There’s three things that really set Apple Maps apart on the Mac, though: iOS sharing, printing options, and deep OS X integration. The first was one of the first things demonstrated about Maps for Mac at WWDC ’13, where Craig Federighi showed off how you could look up directions on your Mac and send them directly to your iPhone. And it really is that simple. It only works with devices connected to your own iCloud account, but there’s really nothing extra to it. Just find directions, tap the send icon, and send it to your iPhone. You’ll then get a notification on your iPhone that, if you accept, will open the directions on your device. Then, there’s automatic sync setup, so your recent direction searches and pinned locations from your iPhone will automatically show up on your Mac the same way iCloud bookmarks show up in Safari. There’s nothing to tweak, but it should just work without you thinking about it.
If you’re not an iPhone user, or happen to prefer to keep paper maps around, Maps for Mac is great for you too.
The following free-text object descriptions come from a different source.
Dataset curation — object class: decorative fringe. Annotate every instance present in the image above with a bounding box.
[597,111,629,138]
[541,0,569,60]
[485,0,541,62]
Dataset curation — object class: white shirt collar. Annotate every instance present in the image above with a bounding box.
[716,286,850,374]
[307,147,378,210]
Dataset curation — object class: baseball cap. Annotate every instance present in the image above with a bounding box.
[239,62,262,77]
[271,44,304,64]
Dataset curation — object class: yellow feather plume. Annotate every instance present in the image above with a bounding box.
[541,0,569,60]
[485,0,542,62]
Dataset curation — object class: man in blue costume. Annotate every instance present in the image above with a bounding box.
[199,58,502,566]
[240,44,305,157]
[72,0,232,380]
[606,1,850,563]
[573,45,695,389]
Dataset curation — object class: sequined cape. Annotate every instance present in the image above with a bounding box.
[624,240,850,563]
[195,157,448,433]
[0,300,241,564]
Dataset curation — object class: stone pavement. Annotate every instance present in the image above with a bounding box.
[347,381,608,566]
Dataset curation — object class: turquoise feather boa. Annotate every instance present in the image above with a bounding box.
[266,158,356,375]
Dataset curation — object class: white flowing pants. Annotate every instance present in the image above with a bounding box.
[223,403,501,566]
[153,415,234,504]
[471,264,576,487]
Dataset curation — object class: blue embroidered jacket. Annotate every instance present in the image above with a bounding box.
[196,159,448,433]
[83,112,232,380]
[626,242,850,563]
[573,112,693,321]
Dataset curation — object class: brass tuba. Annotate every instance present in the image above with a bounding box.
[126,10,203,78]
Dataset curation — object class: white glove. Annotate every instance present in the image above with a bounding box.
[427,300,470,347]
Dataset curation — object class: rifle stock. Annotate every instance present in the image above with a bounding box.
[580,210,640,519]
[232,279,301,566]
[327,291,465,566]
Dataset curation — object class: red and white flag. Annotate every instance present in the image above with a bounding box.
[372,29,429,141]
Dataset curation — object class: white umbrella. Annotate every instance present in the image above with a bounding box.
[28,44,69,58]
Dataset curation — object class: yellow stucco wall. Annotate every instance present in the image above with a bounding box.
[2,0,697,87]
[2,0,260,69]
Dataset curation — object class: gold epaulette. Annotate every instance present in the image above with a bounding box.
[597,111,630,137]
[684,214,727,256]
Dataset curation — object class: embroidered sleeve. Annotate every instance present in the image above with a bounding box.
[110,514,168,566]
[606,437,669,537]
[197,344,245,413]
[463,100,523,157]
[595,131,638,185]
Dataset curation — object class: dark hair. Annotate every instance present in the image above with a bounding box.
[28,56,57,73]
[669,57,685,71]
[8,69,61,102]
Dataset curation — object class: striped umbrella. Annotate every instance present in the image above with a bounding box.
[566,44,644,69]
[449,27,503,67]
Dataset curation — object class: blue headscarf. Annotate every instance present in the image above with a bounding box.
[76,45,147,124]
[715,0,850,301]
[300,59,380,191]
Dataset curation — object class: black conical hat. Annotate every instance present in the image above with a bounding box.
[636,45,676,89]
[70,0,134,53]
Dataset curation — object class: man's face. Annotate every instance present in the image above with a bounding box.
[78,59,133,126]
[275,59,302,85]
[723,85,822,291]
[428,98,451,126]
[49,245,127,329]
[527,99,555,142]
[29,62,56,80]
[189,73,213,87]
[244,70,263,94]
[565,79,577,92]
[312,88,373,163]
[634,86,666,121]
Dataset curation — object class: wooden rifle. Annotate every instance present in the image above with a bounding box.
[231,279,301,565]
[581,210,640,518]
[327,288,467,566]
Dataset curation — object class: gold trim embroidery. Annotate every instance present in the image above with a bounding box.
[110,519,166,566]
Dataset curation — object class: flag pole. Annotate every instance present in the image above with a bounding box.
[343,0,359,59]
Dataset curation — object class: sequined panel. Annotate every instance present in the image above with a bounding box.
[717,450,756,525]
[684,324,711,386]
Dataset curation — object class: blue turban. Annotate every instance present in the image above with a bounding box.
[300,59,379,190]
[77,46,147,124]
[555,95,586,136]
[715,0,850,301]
Just find the directions you need, and hit print, and you’ll find options to include full-sized print maps that look surprisingly nice, along with turn-by-turn directions and accompanying tiny maps at each spot. Or, you can just save your maps directly as a PDF. Nothing revolutionary, per se, but it’s sure a nice simple way to get print maps.
Some of Mavericks’ new features don’t seem as backed into the OS as they should be — most notably, it’s frustrating that iBooks isn’t integrated with QuickLook and Spotlight, and tags should be a bit easier to tweak and discover in Spotlight themselves. But Maps has been worked rather deeply into OS X. It’s not in Spotlight, unfortunately, but you will find quick-links to open an address in Mail or Contacts in Maps. Select any address text in any app, and you’ll be able to preview it in Maps directly in the app or copy a maps:// address to your clipboard — and if that doesn’t show up, there’s a Services option to do the same thing. Plus, there’s now a Maps API so new Mac apps can integrate Apple Maps data going forward, just like iPhoto does now.
Whether you’ve had trouble with Apple Maps on your iPhone, or have simply been scared off by others’ reports of issues, you should absolutely give Maps another shot both on your Mac and your iOS devices. The Mac app works very nice, but the important thing is the maps service powering it — and at least for my own use in Bangkok, a place Google Maps hasn’t done the best job, Apple’s Maps has done quite the good job.
Though it’s a bit of a memory hog at around 500Mb on average, it’s generally faster than using Google Maps online, and its printout options are far nicer. With the added bonus of being able to easily send directions to your iOS device, there’s no reason not to at least try it out. And who knows — you might find you like it enough to switch.